Олег проводил Дениса до двери и вернулся к столу. Народ уже разошелся. Последней поднялась Руфина Абрамовна. Олег пошел ее проводить. На улице она взяла его под руку:
— Держись, мой мальчик. Я понимаю, как тебе трудно.
— Мама Руфа, ты подготовила бумаги на ребят?
Она остановилась и посмотрела на него поверх очков:
— Ты все еще таки хочешь их взять?
— Конечно.
— Ты теперь один.
— Когда решал стать их отцом, я еще не знал Тоню. — Ответил Олег.

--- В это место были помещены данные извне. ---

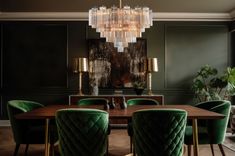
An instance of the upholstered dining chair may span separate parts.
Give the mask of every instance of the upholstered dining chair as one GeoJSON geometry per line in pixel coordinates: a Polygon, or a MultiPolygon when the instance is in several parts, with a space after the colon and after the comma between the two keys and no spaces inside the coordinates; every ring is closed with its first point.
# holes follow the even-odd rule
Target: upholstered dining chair
{"type": "Polygon", "coordinates": [[[107,105],[108,100],[105,98],[84,98],[77,102],[78,105],[107,105]]]}
{"type": "Polygon", "coordinates": [[[187,112],[146,109],[133,113],[134,155],[182,156],[187,112]]]}
{"type": "MultiPolygon", "coordinates": [[[[80,106],[89,106],[89,105],[103,105],[105,109],[109,107],[109,101],[106,98],[83,98],[80,99],[77,104],[80,106]]],[[[108,134],[111,133],[111,125],[109,124],[108,134]]]]}
{"type": "MultiPolygon", "coordinates": [[[[156,101],[154,99],[150,99],[150,98],[133,98],[133,99],[127,100],[126,103],[127,103],[127,106],[133,106],[133,105],[159,105],[158,101],[156,101]]],[[[132,122],[131,121],[128,121],[127,133],[130,136],[130,152],[132,152],[133,128],[132,128],[132,122]]]]}
{"type": "MultiPolygon", "coordinates": [[[[29,144],[45,143],[45,120],[16,119],[15,115],[44,107],[42,104],[27,100],[11,100],[7,103],[8,117],[10,119],[14,141],[16,143],[14,156],[18,154],[21,144],[26,144],[25,155],[27,155],[29,144]]],[[[55,129],[50,131],[50,143],[57,140],[55,129]]],[[[51,146],[53,147],[53,146],[51,146]]]]}
{"type": "Polygon", "coordinates": [[[150,98],[133,98],[127,100],[127,106],[132,105],[159,105],[159,102],[150,98]]]}
{"type": "Polygon", "coordinates": [[[108,113],[97,109],[56,112],[62,156],[103,156],[108,153],[108,113]]]}
{"type": "MultiPolygon", "coordinates": [[[[195,107],[210,110],[225,115],[225,118],[218,120],[198,120],[198,142],[199,144],[210,144],[212,155],[214,156],[213,144],[218,144],[220,151],[225,156],[222,142],[229,120],[231,103],[225,100],[207,101],[196,104],[195,107]]],[[[188,145],[188,155],[191,155],[191,145],[193,144],[192,126],[187,125],[184,143],[188,145]]]]}

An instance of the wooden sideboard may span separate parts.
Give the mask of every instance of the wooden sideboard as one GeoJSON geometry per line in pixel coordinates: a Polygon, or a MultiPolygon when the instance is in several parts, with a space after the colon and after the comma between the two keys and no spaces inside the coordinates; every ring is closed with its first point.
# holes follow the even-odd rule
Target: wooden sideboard
{"type": "Polygon", "coordinates": [[[69,96],[69,105],[77,104],[80,99],[84,98],[106,98],[109,101],[114,98],[114,102],[117,105],[123,102],[123,97],[125,97],[126,101],[132,98],[150,98],[159,102],[159,104],[164,105],[164,96],[163,95],[70,95],[69,96]]]}

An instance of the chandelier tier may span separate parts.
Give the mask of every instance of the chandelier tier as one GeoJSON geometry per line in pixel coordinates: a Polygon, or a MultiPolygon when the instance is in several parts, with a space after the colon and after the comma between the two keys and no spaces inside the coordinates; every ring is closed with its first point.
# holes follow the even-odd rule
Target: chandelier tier
{"type": "Polygon", "coordinates": [[[135,43],[136,38],[141,37],[145,28],[153,25],[152,10],[148,7],[113,6],[106,8],[91,8],[89,10],[89,25],[96,28],[100,37],[106,38],[106,42],[113,42],[118,52],[123,52],[128,43],[135,43]]]}

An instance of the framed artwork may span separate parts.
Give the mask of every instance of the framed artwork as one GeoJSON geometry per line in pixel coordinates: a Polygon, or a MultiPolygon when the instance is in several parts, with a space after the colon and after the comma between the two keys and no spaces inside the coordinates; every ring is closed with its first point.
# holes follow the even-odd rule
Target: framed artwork
{"type": "Polygon", "coordinates": [[[137,39],[124,52],[117,52],[105,39],[89,39],[88,51],[91,86],[130,88],[135,81],[146,82],[146,39],[137,39]]]}

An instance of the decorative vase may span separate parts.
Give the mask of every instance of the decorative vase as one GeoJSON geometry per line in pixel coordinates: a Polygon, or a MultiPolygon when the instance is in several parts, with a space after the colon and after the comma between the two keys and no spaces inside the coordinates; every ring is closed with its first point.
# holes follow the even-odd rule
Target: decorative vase
{"type": "Polygon", "coordinates": [[[95,96],[99,95],[99,87],[98,87],[98,85],[93,86],[91,95],[95,95],[95,96]]]}
{"type": "Polygon", "coordinates": [[[135,88],[134,90],[135,90],[136,95],[142,95],[144,88],[135,88]]]}

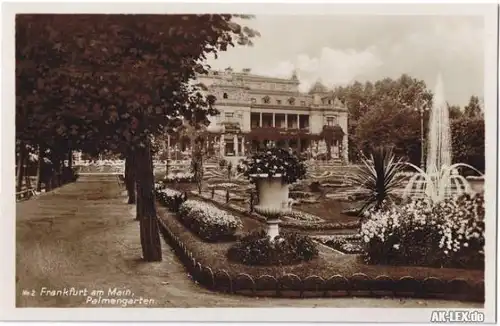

Она снова взяла его под руку:
— Дом у тебя получается большой. Я недавно ходила смотреть.
— Какой дом?
— Твой дом, на Вороньем холме. Ты что, таки не знаешь, что строишь дом?
— Понятия не имею.
— Странно. Там целая бригада турецких рабочих вкалывает. Стены уже возвели.
Олег вспомнил, в письме Постников упоминал о сюрпризе.
— Это Тихона самодеятельность.
— Тебе виднее.
— Мама Руфа, пойдем посмотрим?
Они повернули к реке. Стройку на Вороньем холме Олег заметил издали. Он понял, что строительство идет по тому плану, что они в ночь перед его отъездом рисовали с Тоней. Выдержка Олега оставила. Губы его задрожали:
— Мама Руфа, зачем все так несправедливо?! Это ее дом, а она в земле. Почему судьба меня добивает?
— Олежек, ты таки сильный мальчик. А судьба сильных испытывает. Крепись, ты еще молодой, у тебя таки вся жизнь еще впереди.
— Мама Руфа, мне кажется, я тяну уже тысячу лет. Сколько же смертей я пережил. Только за последние полгода потерял двух близких, однополчанина и жену. Нет, я не молод. Я старик.
— Старики не усыновляют сирот, мой мальчик. И хватит раскисать. Если бы я тебе рассказала о своей судьбе, ты бы застыдился. При тебе немцы не расстреливали еврейских детишек. Если бы я была таки мужчиной, я бы задрала платье и показала тебе след от пули. Война меня застала в Одессе. Первый раз поехала отдыхать и оказалась под немцем. Меня тоже расстреливали и бросили в яму. Ночью нас откопали одесситы. Я стонала. Они поняли, что я жива.
— Выходит, мама Руфа, мы с тобой оба воскресли из мертвых.
— Не перебивай старших, это еще не все. Расстреливали меня уже барышней. А пока росла, таки тоже есть что вспомнить… На твоих глазах чекисты не уводили маму и папу. Ты хоть и сирота, но никогда не видел лагеря на Соловках. У него было такое симпатичное название «СЛОН», потом переделали в «СТОН».
— Народ переиначил?
— Вовсе нет, чекисты. СЛОН — Соловецкий лагерь особого назначения, а СТОН то же самое, только не лагерь, а тюрьма. Говорят, там забили около миллиона душ. Я ездила на Соловки двенадцатилетней девочкой. В синагоге собирали деньги и накупали продуктов. Я возила родителям посылки, чтобы они не умерли с голоду. Меня пускали в зону. Помню, зимой иду по лагерю, а у монастырских стен стоят скульптуры. Я приглядываюсь и вижу — передо мной мертвецы. Люди, облитые на морозе водой и превращенные в ледяные статуи. И я таки ищу среди них маму и папу.
— Как это может быть?
— Олежек, несколько лет Соловками заведовал настоящий садист. Его потом убрали, но натворить зла он успел много. Да и его преемники были не сильно лучше. Так что, мой мальчик, когда я узнала, что родителей расстреляли, веришь, вздохнула с облегчением. Они хоть не мучились в руках извергов. Пуля таки летит быстро…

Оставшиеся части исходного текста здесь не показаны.